Joe'nun zihnine girip ne yaptığını öğrenecektim. Henry yanı başımda dikiliyordu. 

İnce akım huzmelerini yollarken Joe'nun gülümseyen suratını düşündüm. Ne olur, bir şey olmamış olsun, diye düşündüm acıyla. 

Nihayet Joe'ya ulaştığımda ilk önce o olduğunu anlamadım, yüzü tanınmayacak haldeydi. Tepeden tırnağa ürperdim. O koyu kırmızı sıvıyı tanımamam olanaksızdı. Panik boğazıma doğru yükselirken etrafa baktım. Etrafı inceleyince bir araçta olduğunu fark ettim, arkası kapalı bir kamyonete benziyordu. Joe inledi. Dişlerinin arasından gözüken beyaz bez parçasını fark ettim. Kolları da arkadan kelepçelenircesine bağlanmıştı. 
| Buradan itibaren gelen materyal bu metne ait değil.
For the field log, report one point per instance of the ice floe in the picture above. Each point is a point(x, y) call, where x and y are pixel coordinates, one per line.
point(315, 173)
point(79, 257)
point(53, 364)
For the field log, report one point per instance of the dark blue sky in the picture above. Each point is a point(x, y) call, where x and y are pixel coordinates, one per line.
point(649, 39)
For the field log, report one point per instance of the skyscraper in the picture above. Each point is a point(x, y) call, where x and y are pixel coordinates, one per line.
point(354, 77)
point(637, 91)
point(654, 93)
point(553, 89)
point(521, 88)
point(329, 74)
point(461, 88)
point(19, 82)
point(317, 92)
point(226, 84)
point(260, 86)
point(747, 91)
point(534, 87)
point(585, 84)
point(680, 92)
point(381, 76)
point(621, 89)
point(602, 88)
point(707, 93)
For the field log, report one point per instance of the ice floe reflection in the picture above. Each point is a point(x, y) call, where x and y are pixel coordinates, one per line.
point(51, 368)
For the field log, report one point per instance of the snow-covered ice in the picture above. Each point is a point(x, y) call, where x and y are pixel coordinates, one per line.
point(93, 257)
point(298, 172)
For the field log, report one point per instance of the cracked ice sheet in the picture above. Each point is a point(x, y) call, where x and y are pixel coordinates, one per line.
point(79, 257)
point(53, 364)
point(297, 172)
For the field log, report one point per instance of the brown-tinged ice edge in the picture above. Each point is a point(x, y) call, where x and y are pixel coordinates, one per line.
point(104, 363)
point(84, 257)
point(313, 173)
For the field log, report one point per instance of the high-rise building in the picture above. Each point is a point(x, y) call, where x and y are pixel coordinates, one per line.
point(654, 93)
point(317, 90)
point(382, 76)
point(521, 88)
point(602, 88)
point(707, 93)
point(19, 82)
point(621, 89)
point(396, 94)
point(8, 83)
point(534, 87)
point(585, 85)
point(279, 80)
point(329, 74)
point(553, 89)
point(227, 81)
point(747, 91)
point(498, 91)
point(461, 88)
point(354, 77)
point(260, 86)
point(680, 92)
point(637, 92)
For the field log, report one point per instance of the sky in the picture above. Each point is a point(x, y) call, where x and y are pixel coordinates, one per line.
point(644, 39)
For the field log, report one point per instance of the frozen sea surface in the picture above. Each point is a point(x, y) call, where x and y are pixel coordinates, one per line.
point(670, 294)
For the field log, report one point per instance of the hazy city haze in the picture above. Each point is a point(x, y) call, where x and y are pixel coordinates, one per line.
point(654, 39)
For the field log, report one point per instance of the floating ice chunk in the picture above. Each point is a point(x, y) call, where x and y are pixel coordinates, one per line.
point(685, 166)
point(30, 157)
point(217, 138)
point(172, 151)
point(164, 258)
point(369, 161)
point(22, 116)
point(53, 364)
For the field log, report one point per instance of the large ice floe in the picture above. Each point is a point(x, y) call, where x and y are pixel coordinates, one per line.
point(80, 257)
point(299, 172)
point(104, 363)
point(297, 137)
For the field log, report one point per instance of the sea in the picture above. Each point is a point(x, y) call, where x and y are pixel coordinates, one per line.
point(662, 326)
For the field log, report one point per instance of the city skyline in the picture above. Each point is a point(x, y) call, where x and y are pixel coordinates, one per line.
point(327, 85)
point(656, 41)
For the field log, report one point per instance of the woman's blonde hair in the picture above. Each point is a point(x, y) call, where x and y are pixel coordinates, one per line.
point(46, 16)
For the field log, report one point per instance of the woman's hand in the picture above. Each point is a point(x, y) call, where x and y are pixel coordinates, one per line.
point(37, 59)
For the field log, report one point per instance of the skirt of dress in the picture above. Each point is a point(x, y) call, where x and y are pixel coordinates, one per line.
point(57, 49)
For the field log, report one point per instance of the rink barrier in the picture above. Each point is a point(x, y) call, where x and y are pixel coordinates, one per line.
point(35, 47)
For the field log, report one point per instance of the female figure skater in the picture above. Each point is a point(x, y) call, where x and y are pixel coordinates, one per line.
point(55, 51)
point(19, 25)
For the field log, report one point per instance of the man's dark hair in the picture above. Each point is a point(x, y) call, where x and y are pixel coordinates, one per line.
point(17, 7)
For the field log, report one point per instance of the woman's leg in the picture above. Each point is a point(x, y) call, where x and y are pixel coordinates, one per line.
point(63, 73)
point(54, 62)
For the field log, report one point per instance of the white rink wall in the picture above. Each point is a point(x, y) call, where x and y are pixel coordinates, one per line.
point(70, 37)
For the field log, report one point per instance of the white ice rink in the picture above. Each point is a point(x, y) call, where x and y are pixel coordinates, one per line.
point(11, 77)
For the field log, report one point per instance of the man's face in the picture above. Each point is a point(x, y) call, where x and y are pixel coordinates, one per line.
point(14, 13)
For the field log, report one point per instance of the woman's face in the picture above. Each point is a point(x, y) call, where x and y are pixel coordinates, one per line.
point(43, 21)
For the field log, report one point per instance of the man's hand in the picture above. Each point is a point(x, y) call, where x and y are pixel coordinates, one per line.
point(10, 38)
Dehşetle gözlerimi açtım. "Joe'yu kaçırmışlar," dedim fısıltıyla, gözlerim yanıyordu. Robin ile Henry bir an dondu kaldı. 
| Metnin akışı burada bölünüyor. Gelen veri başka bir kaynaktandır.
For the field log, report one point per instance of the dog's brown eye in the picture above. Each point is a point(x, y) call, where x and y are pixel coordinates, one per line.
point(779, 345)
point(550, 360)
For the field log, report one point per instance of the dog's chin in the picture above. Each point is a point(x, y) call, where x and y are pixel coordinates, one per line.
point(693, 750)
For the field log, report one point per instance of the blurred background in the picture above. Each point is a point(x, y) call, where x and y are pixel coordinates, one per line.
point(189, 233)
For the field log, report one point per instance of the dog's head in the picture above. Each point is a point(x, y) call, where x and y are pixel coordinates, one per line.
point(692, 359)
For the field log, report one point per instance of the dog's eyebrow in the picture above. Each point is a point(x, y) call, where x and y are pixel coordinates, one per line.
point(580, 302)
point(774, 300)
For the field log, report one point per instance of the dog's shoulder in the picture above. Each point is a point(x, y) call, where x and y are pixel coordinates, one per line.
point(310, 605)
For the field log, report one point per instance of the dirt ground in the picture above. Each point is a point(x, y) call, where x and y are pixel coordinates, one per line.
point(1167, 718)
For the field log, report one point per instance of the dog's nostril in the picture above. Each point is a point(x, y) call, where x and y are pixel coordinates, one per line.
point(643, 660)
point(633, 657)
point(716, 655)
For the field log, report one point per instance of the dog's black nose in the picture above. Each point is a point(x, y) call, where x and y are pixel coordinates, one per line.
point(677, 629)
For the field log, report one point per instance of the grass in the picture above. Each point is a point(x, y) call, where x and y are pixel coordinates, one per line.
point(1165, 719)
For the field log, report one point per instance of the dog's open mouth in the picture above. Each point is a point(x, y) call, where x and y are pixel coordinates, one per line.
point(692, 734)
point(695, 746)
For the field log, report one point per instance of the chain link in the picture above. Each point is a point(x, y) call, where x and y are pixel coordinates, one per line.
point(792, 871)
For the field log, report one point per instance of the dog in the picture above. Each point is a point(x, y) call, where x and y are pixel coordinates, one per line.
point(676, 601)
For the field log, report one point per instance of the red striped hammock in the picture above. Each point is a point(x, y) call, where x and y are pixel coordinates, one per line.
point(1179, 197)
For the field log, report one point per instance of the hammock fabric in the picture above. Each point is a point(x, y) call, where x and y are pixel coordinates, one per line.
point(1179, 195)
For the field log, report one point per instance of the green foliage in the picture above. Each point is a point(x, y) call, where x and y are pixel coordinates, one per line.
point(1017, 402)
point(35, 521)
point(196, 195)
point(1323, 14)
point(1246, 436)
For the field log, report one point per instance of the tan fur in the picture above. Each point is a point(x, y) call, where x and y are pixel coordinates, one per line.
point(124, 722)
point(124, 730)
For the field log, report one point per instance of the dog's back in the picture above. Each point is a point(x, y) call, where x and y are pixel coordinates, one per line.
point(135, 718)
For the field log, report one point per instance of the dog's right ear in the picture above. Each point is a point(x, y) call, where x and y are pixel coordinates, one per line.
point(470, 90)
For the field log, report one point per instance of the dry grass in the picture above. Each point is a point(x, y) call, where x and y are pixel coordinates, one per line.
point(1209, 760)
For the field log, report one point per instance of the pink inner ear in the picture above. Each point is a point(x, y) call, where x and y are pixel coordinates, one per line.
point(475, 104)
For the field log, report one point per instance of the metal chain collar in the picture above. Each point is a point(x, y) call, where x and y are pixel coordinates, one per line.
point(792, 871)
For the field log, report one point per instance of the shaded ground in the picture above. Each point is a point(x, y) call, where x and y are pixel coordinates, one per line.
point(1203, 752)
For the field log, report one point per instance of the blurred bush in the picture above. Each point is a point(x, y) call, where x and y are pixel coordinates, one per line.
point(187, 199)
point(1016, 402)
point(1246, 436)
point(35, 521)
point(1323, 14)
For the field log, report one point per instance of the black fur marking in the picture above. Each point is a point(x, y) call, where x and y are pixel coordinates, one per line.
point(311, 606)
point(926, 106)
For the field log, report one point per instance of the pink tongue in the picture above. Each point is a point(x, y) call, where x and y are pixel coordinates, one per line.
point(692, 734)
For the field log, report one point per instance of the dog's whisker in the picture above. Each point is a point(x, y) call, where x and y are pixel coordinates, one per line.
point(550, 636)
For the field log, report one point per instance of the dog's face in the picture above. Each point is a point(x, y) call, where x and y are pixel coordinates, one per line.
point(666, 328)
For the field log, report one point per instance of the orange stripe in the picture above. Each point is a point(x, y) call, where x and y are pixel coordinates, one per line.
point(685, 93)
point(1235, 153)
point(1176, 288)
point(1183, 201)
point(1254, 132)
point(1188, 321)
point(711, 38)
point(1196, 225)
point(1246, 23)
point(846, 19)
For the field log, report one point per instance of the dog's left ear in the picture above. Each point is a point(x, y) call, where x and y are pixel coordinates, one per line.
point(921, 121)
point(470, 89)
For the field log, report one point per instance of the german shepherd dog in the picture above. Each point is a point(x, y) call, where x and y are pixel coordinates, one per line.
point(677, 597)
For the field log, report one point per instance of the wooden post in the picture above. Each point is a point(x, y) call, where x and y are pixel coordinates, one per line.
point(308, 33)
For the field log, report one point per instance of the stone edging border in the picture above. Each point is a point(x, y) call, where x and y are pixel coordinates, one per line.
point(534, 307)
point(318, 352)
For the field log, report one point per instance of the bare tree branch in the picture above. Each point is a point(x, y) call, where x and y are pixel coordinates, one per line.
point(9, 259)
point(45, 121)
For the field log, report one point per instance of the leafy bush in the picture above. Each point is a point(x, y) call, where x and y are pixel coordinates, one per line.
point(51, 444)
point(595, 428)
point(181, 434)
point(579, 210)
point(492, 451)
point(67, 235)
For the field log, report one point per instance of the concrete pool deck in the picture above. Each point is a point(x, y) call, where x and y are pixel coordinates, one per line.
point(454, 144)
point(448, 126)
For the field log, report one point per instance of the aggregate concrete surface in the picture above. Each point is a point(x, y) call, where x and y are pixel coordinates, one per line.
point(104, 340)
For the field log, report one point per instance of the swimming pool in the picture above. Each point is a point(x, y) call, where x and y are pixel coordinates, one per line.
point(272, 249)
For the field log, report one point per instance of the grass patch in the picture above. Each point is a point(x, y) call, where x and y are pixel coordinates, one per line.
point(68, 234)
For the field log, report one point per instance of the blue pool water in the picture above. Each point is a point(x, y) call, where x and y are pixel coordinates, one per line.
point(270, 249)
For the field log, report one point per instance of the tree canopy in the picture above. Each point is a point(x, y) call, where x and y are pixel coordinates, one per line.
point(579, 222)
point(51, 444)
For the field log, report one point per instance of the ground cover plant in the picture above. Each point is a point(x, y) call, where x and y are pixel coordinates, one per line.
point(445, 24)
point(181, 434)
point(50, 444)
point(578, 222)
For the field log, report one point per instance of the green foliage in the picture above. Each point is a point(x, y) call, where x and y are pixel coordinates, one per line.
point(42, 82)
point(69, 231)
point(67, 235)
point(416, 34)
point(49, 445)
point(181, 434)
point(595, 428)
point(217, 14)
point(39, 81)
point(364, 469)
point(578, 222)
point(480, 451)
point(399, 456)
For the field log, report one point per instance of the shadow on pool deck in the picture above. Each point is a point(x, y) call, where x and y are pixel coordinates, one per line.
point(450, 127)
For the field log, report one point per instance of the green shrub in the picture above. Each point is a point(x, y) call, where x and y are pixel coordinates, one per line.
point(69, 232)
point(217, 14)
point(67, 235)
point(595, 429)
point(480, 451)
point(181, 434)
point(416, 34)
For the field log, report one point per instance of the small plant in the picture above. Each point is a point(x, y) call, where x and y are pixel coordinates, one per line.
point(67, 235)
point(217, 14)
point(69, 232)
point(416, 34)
"Kim?" dedi Robin rüyadaymış gibi hülyalı bir sesle. 

"Nereye götürüyorlar?" dedi Henry öfkeyle. Cevap veremeyecek kadar sarsıldığımı fark edince hemen gözlerini kapattı ve birkaç dakika sonra, "Laboratuvara gidiyorlar, o Gwennie Hala zımbırtısına." dedi. Elini saçlarından geçirdi ve etrafta volta atmaya başladı. "Joe'yu konuşturana kadar ona işkence yapacaklar." 

"Onu kurtarmamız gerekiyor!" dedim gözyaşları içerisinde. 

Henry akıl sağlığını kaybediyormuşçasına yüzünü sıvazladı. "Tamam, peşinden gidelim," dedi en sonunda. "Robin, sen buradan sonra başının çaresine bakmak zorundasın." dedi ellerini iki yana açarak. 

"Ben de geliyorum." 

Kaşlarımı çattım. "Robin, bu hiç güvenli değil-" 

"Ormanın ortasında, bu soğukta saatlerce yürümek mi güvenli?" dedi Robin tersçe. "Hem..." Sesi hafifçe titredi. "Joe'nun bu halde olmasının sorumlusu benim." 

İtiraz etmeye yeltendiğimde elini kesin bir şekilde kaldırıp konuşmayı reddetti. Hızlıca içeri gidip döndüğünde eline iki gündür Joe ile yonttukları ucu sivri odun parçasını almıştı. Henry ile bakıştık. 

"Ne duruyorsunuz?" diye bağırdı Robin.

Elimiz ayağına dolaşırcasına apar topar evden çıktık, neyse ki Jim gelmeden yolculuğa başlamıştık. Henry de ben de gücümüzü kullanıyor, bu sefer iki katı hızla hedefe yaklaşıyorduk. 

"Henry," diye fısıldadım, kalbime küçük iğneler batıyordu sanki. "Joe'yu kurtarabilecek miyiz?" 

Henry bu sefer her zamanki gibi kendinden emin durmuyordu. "Zamanında yetişirsek." dedi kısaca. 

Midem bulanmaya başladı. 

Göz ucuyla Robin'in eline dalgınca XOX'ler yazdığını gördüm.